The new rules mean that owners of commercial or industrial buildings will no longer receive a reduction in their rates bill if their property is empty for longer than three or six months.
Some properties are likely to retain empty rate relief, including those with a rateable value below £2,200, and listed buildings.
Nigel Roberts, the developer behind a newly-completed £12m grade A office scheme in St Mellons, yesterday warned that similar major speculative projects could be put on hold.
The Linea development, a partnership between Raglan Consultancy and HSBC, is the largest single speculative office scheme in Cardiff and has seen the transformation of a 46,000 sq ft warehouse into a 75,000 sq ft two-storey building.
Mr Roberts said that the abolition of empty property relief, together with new stamp duty regulations, are increasing the burden on developers.
Linea is already attracting potential blue chip tenants and major inward investors with a quoted rent of £15.75 per sq ft.
Mr Roberts said, “When you look at the package of measures from the Government, it seems that property developers are being targeted.
“The credit crunch is also making it more difficult for developers to raise money to do the development in the first place.
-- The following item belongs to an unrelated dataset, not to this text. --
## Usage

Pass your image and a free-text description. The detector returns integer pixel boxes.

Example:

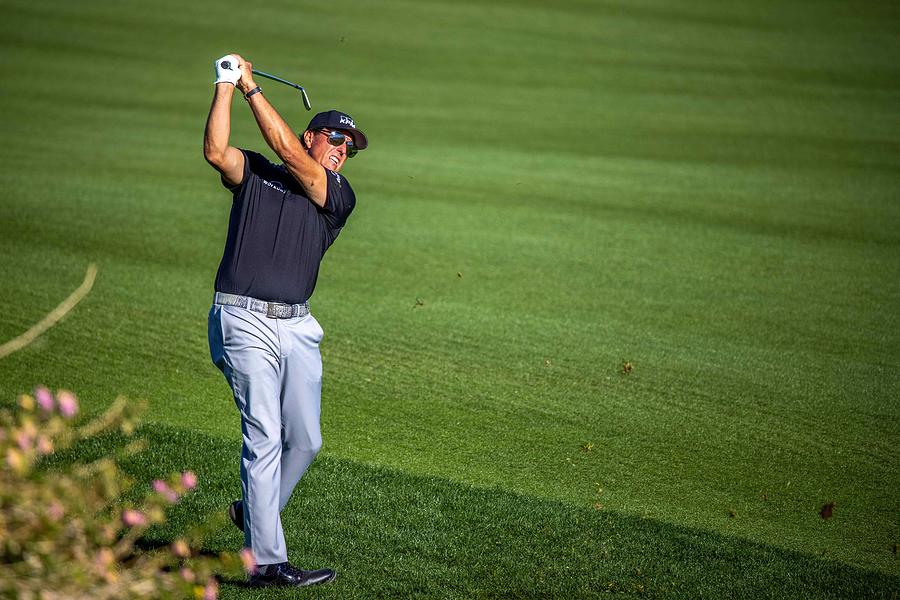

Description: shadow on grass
[44,424,900,599]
It is more difficult for developers to raise money and yields have slipped as well.
“You then couple those factors with the Government measures of empty property rates and stamp duty on leases and the messing around with taper relief as well, and you’ve got a fairly depressing picture.”
Mr Roberts said proposed office developments he is backing in Treforest and St Mellons may have to be held up until the market picture becomes clearer.
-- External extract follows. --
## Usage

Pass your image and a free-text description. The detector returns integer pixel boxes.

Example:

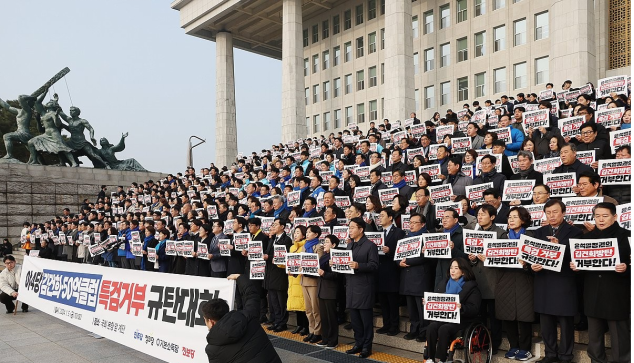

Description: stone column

The start of the exemption period has been set retrospectively – meaning that anyone with a property that has been empty for more than six months for industrial, or three months for all other commercial property, becomes liable to full rates with immediate effect.
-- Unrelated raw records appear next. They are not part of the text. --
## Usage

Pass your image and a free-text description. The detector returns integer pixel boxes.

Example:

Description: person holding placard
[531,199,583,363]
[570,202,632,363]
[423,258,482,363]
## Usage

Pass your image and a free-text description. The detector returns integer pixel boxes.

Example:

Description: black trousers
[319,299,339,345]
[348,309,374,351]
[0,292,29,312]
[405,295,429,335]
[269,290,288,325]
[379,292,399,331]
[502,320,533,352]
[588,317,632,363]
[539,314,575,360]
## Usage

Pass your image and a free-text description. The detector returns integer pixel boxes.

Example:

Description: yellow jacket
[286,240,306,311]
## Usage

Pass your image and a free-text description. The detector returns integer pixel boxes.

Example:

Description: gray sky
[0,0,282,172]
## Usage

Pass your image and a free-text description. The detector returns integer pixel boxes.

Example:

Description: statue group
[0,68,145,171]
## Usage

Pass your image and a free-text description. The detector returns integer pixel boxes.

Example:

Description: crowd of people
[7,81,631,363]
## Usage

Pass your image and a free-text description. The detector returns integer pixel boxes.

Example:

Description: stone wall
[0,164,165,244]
Andrew West, a director at property advisers Cooke & Arkwright, was involved in consultations in 2007 with the Welsh Assembly Government on behalf of the Royal Institution of Chartered Surveyors and the CBI.
He said, “The outcome was disappointing as we had lobbied hard.
“The rates liability will be the same in both England and Wales, while Scotland has opted out of the scheme.
“There can be little doubt that the legislation is going to have a negative impact on commercial property and the timing in view of the current economic climate is unfortunate.
“It’s going to prove costly to business and we already have evidence of the additional rate burden stopping speculative development and refurbishment of older buildings. This is a cause of some concern as these developments are a catalyst for job creation.
“Property owners are concerned that the rates will restrict their capacity to upgrade or redevelop empty property in order to attract potential occupiers.
“It can take many years to obtain planning permission and build or carry out refurbishment on obsolete buildings for which no demand exists.
“Keeping a property empty is already costly due to maintenance, service, funding and marketing costs.
“It does not benefit any owner to keep a property empty and some of the increased costs are likely to be passed on to occupiers.”
Research from commercial property agent Lester Smith Hampton found that developers expect speculative development to be put at risk, with town regeneration projects suffering as well.
Garrison Barclay bought the 106,000 sq ft former Burberry factory in Treorchy, which became vacant in April 2007 after production was switched to China.
The vacant premises yesterday became liable to a rate bill of £61,978 per annum.
Tristan Hobbs of Garrison Barclay said, “When we purchased the factory we were acutely aware that no occupier could be found in its original condition, so we developed advance plans to create multiple serviced units within the building.
“During this process Andrew West advised that once completed, not only would we be liable for unoccupied property rate during the marketing period, which we envisaged could take up to two years, but that the type of development would actually increase our rates bill.
“This was a factor which caused us to review the viability of the scheme. The decision was made not to undertake the redevelopment which would otherwise have started, creating employment to the benefit of the local economy.”
Mr West added, “We are providing advice on the potential for clients to minimise their liability, including any potential for legal mitigation with regard to the details of the new legislation.
“It is extremely important to seek professional advice as the government has made it clear that while no anti-avoidance legislation has yet been drafted into the empty rates bill, this is an option in the future.”